Was geschieht mit denjenigen, die nicht an die höheren Regionen denken, sondern nur an ihr irdisches Leben und ihre materiellen Bedürfnisse? Was wird aus ihnen? Wenn sie kein inneres Streben nach den höheren Welten besitzen, wird das Leben der Begierde sie binden. Je mehr ich sehe, dass ihr nur an die materielle Welt denkt und nicht an die innere Welt, desto entmutigender ist es für mich. Jeder von euch kann sich während seiner Meditation vorstellen, dass es eine andere Welt gibt, in die ihr eines Tages gehen müsst, freiwillig oder unfreiwillig. Wenn du für mich arbeiten und mir dienen willst, wenn du in diese Welt eintrittst, dann verschwende jetzt nicht deine Zeit damit, nur an die materielle Welt zu denken.

Es gibt unendlich viel mehr auf dieser Welt, was mich nicht zufrieden stellt als das, was mich zufrieden stellt. Das entspricht der Wahrheit, ob ich die Schüler nun einzeln betrachte oder alle gemeinsam. Glücklich macht mich nur, wenn ich sehe, dass jemand nicht aufgegeben hat. Wenn jemand weiter darum kämpft, ein besserer Mensch zu werden, ein besserer Sucher, ein besserer Schüler, dann bin ich wirklich glücklich. Viele, viele haben aufgegeben; sie sind noch im Boot, schlafen und schnarchen, sie halten sich für hoff­nungs­lose Fälle. Wenn es darum geht, Fortschritt zu machen, vorwärts zu gehen, tiefer zu tauchen, weiter zu springen und höher zu fliegen - sie tun es nicht.

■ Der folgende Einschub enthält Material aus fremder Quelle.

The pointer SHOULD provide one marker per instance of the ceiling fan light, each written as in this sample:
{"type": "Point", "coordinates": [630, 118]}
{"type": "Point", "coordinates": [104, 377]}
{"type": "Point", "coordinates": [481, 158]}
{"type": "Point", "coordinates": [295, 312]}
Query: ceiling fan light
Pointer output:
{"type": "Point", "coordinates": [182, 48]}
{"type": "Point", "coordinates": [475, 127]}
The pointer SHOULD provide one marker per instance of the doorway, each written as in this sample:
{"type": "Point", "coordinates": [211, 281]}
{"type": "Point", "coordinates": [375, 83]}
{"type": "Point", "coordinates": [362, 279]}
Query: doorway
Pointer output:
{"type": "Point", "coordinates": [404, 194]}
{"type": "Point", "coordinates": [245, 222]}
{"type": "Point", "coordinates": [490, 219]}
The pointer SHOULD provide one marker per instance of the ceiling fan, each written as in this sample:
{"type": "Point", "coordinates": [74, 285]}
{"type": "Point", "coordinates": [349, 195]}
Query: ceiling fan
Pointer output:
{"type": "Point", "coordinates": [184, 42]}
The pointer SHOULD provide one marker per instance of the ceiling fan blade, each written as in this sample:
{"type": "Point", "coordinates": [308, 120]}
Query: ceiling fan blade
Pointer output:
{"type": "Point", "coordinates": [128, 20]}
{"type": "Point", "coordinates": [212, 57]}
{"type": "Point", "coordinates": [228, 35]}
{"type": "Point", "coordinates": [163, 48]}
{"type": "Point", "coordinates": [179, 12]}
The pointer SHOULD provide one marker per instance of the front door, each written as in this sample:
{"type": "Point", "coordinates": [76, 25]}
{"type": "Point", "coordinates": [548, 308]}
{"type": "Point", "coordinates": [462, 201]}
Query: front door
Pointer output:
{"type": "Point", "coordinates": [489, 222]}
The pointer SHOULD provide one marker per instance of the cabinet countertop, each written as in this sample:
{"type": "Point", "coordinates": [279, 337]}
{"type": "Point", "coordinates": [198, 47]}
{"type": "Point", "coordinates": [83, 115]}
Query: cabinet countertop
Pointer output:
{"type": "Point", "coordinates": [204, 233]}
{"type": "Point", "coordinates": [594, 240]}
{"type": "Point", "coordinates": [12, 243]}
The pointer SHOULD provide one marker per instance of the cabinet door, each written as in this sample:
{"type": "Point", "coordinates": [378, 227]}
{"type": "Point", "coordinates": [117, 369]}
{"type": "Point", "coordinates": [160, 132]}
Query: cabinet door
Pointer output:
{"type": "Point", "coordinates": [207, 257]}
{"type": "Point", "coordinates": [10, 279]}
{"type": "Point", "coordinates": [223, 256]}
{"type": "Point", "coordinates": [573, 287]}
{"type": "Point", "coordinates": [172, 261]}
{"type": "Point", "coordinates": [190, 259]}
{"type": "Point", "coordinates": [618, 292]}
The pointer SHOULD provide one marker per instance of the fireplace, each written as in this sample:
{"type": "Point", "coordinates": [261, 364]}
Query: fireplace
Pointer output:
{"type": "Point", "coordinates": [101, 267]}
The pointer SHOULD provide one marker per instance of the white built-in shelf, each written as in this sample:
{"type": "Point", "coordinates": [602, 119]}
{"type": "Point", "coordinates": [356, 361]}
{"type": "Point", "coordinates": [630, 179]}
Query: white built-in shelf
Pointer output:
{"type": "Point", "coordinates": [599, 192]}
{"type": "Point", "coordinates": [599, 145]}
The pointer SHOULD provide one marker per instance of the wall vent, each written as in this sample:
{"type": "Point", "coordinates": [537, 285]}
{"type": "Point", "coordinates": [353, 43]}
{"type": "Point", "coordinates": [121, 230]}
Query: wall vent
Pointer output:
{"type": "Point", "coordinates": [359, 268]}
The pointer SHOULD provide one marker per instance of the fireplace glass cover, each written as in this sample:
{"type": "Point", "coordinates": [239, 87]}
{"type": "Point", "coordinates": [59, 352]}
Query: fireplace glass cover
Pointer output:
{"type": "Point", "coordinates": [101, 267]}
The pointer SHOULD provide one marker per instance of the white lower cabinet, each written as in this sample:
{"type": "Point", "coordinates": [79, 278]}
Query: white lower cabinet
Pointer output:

Ich will, dass meine Schüler nicht aufgeben. Derjenige, der nicht aufgegeben hat, diejenige, die nicht aufgegeben hat - sie sind es, die mich zufriedenstellen. Diejenigen, die aufgegeben haben und behaupten, dass sie ein hoffnungsloser Fall sind, sind bereits nutzlos. Doch jene, die immer noch kämpfen, um gute Schüler zu werden, bessere Schüler, die besten Schüler zu werden, stellen mich definitiv zufrieden. Ich selbst habe sie nicht aufgegeben, doch in manche Schüler habe ich mehr Vertrauen als in andere.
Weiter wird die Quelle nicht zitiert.